Education
Without using the bellows and eventually gained his Doctor of Music degree in 1894.
Without using the bellows and eventually gained his Doctor of Music degree in 1894.
To avoid making a noise, he practiced on a small harmonium. Later he was appointed to the position of Director of the Queen's Music and became well known as a composer of both sacred and secular music He continued to work both as a conductor and composer but after the First World War began to take a greater interest in spiritual matters and a common bond through music led to him accepting ordination as a priest from F.E.J. Lloyd in 1924.
Unfortunately in this new role he rapidly attracted enemies in the established Church who often employed agent provocateurs and the gutter press against him.
Despite this persecution he was always the perfect gentleman, and there was a firm chin under his George V beard.
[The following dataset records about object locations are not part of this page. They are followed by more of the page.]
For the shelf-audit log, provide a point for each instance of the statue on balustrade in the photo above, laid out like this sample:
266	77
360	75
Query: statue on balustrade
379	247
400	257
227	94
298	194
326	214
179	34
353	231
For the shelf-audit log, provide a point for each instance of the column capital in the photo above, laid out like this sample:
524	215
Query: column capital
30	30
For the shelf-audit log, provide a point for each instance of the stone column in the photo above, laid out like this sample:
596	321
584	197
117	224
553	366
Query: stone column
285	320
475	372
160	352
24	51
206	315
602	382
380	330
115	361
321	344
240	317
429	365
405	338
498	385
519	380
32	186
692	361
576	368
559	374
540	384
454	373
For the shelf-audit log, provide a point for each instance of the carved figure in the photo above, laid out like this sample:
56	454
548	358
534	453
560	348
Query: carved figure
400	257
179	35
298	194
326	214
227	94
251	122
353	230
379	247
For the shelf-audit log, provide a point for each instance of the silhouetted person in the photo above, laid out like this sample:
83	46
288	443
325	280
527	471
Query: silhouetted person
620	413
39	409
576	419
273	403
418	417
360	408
Eventually he was to admit, ‘One can be too easily accessible.’ One such attack came from a young woman reporter from the gutter press, who first sought his help and then launched a vicious attack through “John Bulletin” a gutter press magazine.
The same woman later tried a similar trick with the Review Father, John Ward, but warned by the, he was less easily duped.
In his ecclesiastical capacity Sibley wore a black suit, black spats, purple stock, and a wide-brimmed hat with a rosette.
He was a likeable old man with steady blue eyes behind his gold-rimmed glasses, very upright in stance and courteous in the extreme, yet underneath was a will of iron. Sibley himself suffered great pain from an enlarged prostate, and many persecutions but struggled on. Wishing to establish a religious community he sought to purchase Minster Abbey on the Isle of Thanet in the River Thames, where once Street Sexburga had been in charge, but he was attacked so vehemently in John Bulletin that the whole scheme fell through.
Nevertheless, it was through this contact that some of the bones of Street Sexburga came into the possession of John Ward and the Abbey of Christ the King.
They are still preserved at Street Michael’s in Caboolture. Sibley also established an Intercollegiate University, which offered degrees to clergymen from various denominations after appropriate studies.
Just after his 80th birthday, on December 15, 1938 John Churchill Sibley went to his well earned rest, and was buried in High Barnet cemetery during a raging snowstorm in a funeral arranged by John Ward and the Community. Soon afterwards, the John Churchill Sibley was recognised as having been raised to the ranks of the Blessed Saints of God.